My 2014 book, The Deconstructed Church: Understanding Emerging Christianity, co-authored by Gerardo Marti, has been reviewed by Ralph Kunz of the University of Zurich in the academic journal Ecclesial Practices (2016, V3(1): 150-153).
I have reproduced some excerpts below.
The Deconstructed Church Reviewed by Ralph Kunz
… Marti and Ganiel offer a comprehensive social-scientific analysis of the development and significance of the ecm. Their ethnographic observation of emerging congregations, pub churches, neo-monastic communities, conferences, and online networks are based on in-depth interviews and congregational surveys in the us, Ireland, and the uk. The authors’ work contributes to the investigation and exploration of the sociological significance of emerging Christianity (ecm). Marti and Ganiel say , “Although much is unknown, our research leads us to conclude that the ecm is one of the most important reframings of religions within Western Christianity in the last two decades. As social scientists, we do not attempt to provide an argument in support of or against the movement. Rather we describe the workings of the movement and evaluate the significance” (5).
… Marti and Ganiel provide a convincing argument that the ecm will persist and even develop because the movement fits with the dominant religious individualism and pluralism in Western societies. They are embedded agents. Thus, while the participants say they are rebelling against their previous Christian traditions, Emerging Christians are dependent on established structures for actualizing their own deconstructed religious orientation. Conformity is a threat to organizations like emerging congregations that are concerned with distinctiveness and diversity as well as reacting to dominant forms. Therefore, Emerging Christians find it necessary to reinvent congregations as they know them from past experience (194). The principles with which it operates are pervasive within contemporary religions and substantially grounded in broad social changes. “The patterns of religious individualism, the formation of pluralist congregations, the allowance for multiple forms of legitimate spirituality, and the desire to strategically construct a personal faith that is valid and even strengthened by life lived in the real world will be ubiquitous elements of modern religiosity” (195).
The book ends with a most convincing conclusion.
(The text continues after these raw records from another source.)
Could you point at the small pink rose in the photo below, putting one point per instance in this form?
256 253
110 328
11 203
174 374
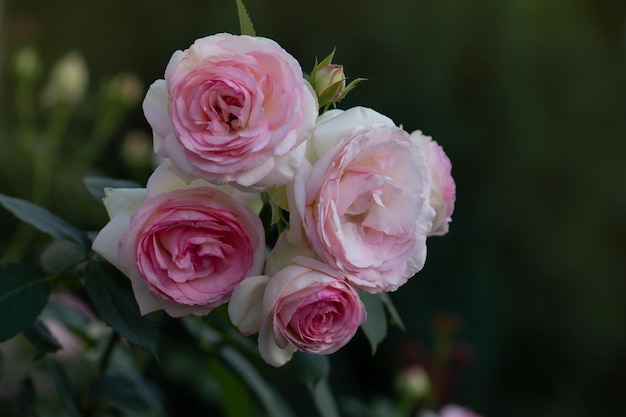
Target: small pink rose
184 249
363 206
232 109
443 187
305 306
Intermediately, Marti and Ganiel enlarge and solidify their description of pluralist congregations (34–56), what it means to be Emerging Christians (57–77), how faith is expressed and shaped in conversation (78–108), and traditional congregational practices are deconstructed (109–133). ecms are maybe messy. Nonetheless, the red thread about the nature of truth, doubt, and God, and innovations in preaching, worship, the Eucharist, and leadership remain behind the new ideas: it is all about following Jesus in the real world (134–161).
The Deconstructed Church is more than a well-written book. Marti and Ganiel provide a very balanced and solid overview of emergent Christianity. The authors interpret the ecm as an expressive and developing shape of religious individualization and pluralization. The idea is eye opening and plausible. Still, the discussion remains open in relation to the intensity and which form of self-deconstruction of the Christian religion occurs when other preconditions prevail than in the us or Northern Ireland, for instance, in non-denominational areas of Eastern Germany. An in-depth discussion should also try to make a systematic comparison with other older alternative movement types. Max Weber’s charisma-concept would work well here. Winfried Gebhard defines a sociology of alternative life forms in Charisma als Lebensform (1994) in which he portrays fascinating parallels between the Monk’s movement and radical pietism. Perhaps the individualization thesis is too thin to serve as a theoretical foundation for the thick description of the social shapes of Christian life in contemporary societies.